AlphaHint = non-transparent
Allows you to force a specific alpha mode on a texture. Valid options are opaque (meaning the alpha channel is overwritten with pure white), ‘semitransparent’ (meaning the alpha channel is grayscale), and ‘masked’ (meaning the alpha channel is clamped to a pure black and white raster map based on a 50% threshold.) If you omit this, Trainz will provide the appropriate value for that marker based on the actual content of the alpha channel.

Tile = st

Indicates the ability of texture coordinates outside the range (0.0 .. 1.0) to be treated as valid coordinates on an infinitely tiled texture. When tilings are active, the coordinates that go through the right / bottom side of the texture are effectively taken back to the left / top side and so on. Valid options include ‘s’ (tile horizontally), ‘t’ (tile vertically), ‘st’ (tile both horizontally and vertically) and ‘none’ (do not print image).

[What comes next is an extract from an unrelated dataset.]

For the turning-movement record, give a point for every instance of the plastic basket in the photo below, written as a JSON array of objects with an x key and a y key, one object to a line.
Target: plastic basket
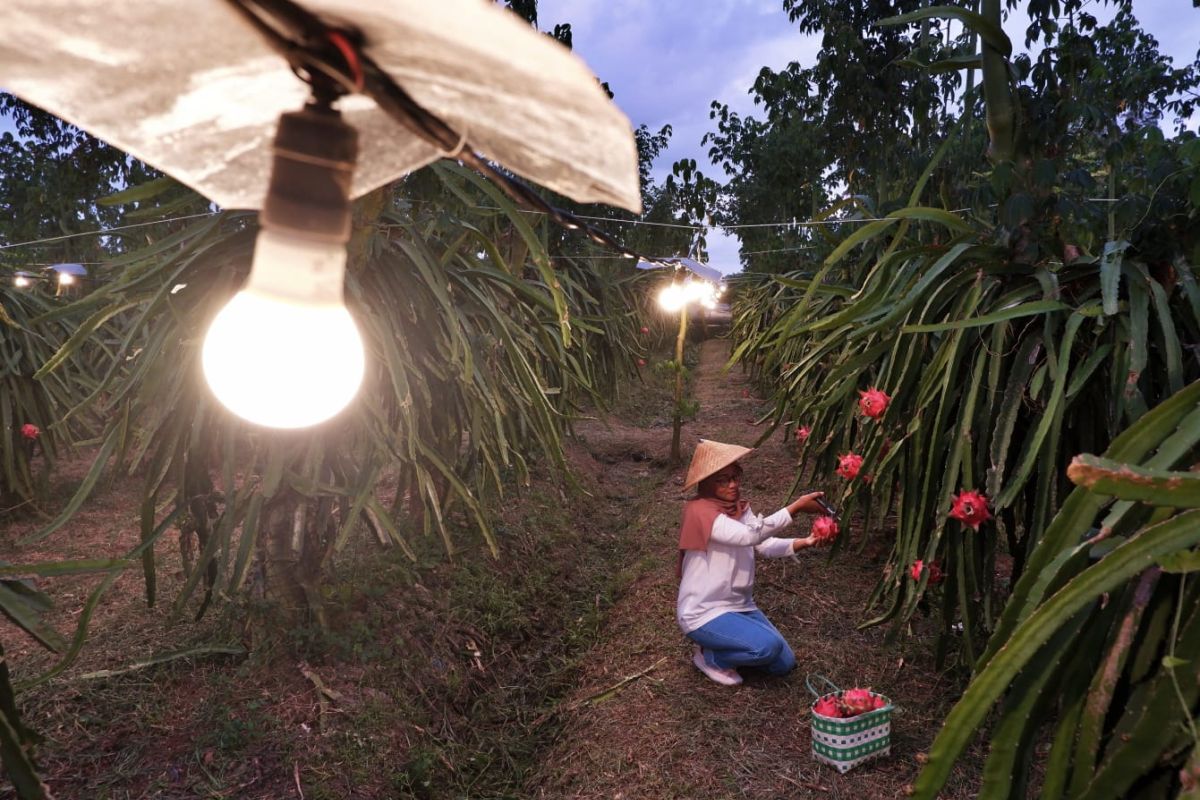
[{"x": 846, "y": 743}]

MipAlgorithm = tendency towards opaque

The default mipmap generation algorithm tends to make transparent touches (such as fence links or tree leaves) more transparent at a distance. This occurs because multiple alpha texels in the high resolution image (100%, 0%, 100%, 0%) are blended with a single pixel in the lower mips (50%). The result is that the average opacity level remains the same, but the maximum value is reduced. Coupled with the fact that overlapping layers of semi-transparent textures don’t necessarily increase output transparency (a performance-related rendering limitation), the net result is that something that might be quite opaque up close can become spooky at a distance. An alternative “tend towards opaque” algorithm can be chosen to generate the mipmap, which defeats this problem by setting the opacity to maximum. This increases the average opacity for distant objects and has the side effect of making soft edges heavy and potentially “blocky”. It should only be used where the default algorithm gives decidedly suboptimal results.

nonpoweroftwo = 1
By default, all textures must have both width and height as multiples of two (eg 8, 16, 32, 64, 128, 256, 512, 1024, 2048), although they don’t have to be square. By setting the value “1” for the “nonpoweroftwo” button, this limitation can be reduced. This is currently considered experimental and may have unexpected performance, quality or functionality results. It is not recommended that end users use this format at the current time.